Thursday, June 26, 2014

Patience? I Am A Screaming Child

               Patience. Oh boy, as much as I love my baby girl to pieces, I don't love the screaming temper-tantrums. I thought we had a little more time before this stage in her little life, but as it goes with babies-she's always keeping us on our toes. God has had to teach me about patience over and over again throughout my short life. I don't think my brain will ever fully comprehend what it means to be patient. Motherhood is a daily reminder of how impatient I actually am, and how much I need God and the Holy Spirit to work in me!

            Watching Charlie scream and holler because she wants her toy to do something it wasn't designed to do, makes me wonder if this is how we look in the eyes of God sometimes. I know in my life there are moments when I just can't understand why things aren't working my way and I complain. I am just a little human, ignorant-lacking the vision and knowledge that God has. I'm like my daughter; throwing my toys across the room and screaming on the top of my lungs because I'm upset that it won't fit in my mouth or spin around on the floor. I seriously need to take a chill pill-perhaps a dose of some heavenly peace and patience? :)
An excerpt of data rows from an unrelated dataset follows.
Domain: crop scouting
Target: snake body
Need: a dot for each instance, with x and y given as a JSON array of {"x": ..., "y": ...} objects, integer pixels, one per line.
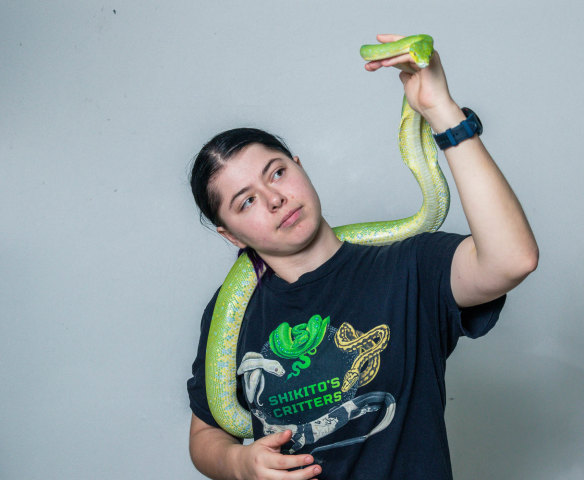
[
  {"x": 299, "y": 341},
  {"x": 418, "y": 151}
]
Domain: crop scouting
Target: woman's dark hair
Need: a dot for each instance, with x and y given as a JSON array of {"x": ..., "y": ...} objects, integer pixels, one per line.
[{"x": 211, "y": 159}]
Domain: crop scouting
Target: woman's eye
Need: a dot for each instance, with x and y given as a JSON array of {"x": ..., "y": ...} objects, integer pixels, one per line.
[
  {"x": 247, "y": 203},
  {"x": 278, "y": 173}
]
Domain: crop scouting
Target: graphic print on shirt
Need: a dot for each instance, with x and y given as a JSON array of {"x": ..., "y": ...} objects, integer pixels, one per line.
[{"x": 305, "y": 379}]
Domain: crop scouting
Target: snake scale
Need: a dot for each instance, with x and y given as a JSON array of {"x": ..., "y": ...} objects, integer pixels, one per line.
[{"x": 418, "y": 151}]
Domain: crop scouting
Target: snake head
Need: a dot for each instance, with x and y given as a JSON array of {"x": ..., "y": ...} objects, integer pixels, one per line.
[{"x": 421, "y": 51}]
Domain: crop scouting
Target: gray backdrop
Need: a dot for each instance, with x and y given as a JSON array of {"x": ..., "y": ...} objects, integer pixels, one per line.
[{"x": 106, "y": 269}]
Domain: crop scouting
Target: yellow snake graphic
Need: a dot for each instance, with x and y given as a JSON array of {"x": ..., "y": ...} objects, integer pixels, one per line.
[{"x": 369, "y": 345}]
           God has so much patience with me. I imagine His love for me as His child looks a lot like the love I have for my child-only perfect and selfless. Even as my daughter screams (again) because things won't work her way, I can't help but love her. I see things she doesn't yet understand and that I can't explain to her underdeveloped brain, but someday I know these days of frustration will be gone (I hope) and replaced by ever growing understanding, insight and wisdom. I can smile as I watch her learn and grow. I can pray for her and with patience and a loving hand show her and teach her wonderful things about life everyday. I can't wait to watch her learn how to play with her toys, and how to read and all about the beautiful things God has created for her to enjoy. Likewise, I think God delights in watching me grow and learn, and showing me the beautiful things all around me-even though today my understanding is limited.

         Becoming a parent has changed my perspective and continues to change the way I see God. I hope as I learn to be more patient that God continues to reveal His beautiful mysteries and to teach me the many things I have yet to learn and understand.


Seriously though, how can I be impatient with a face like this one?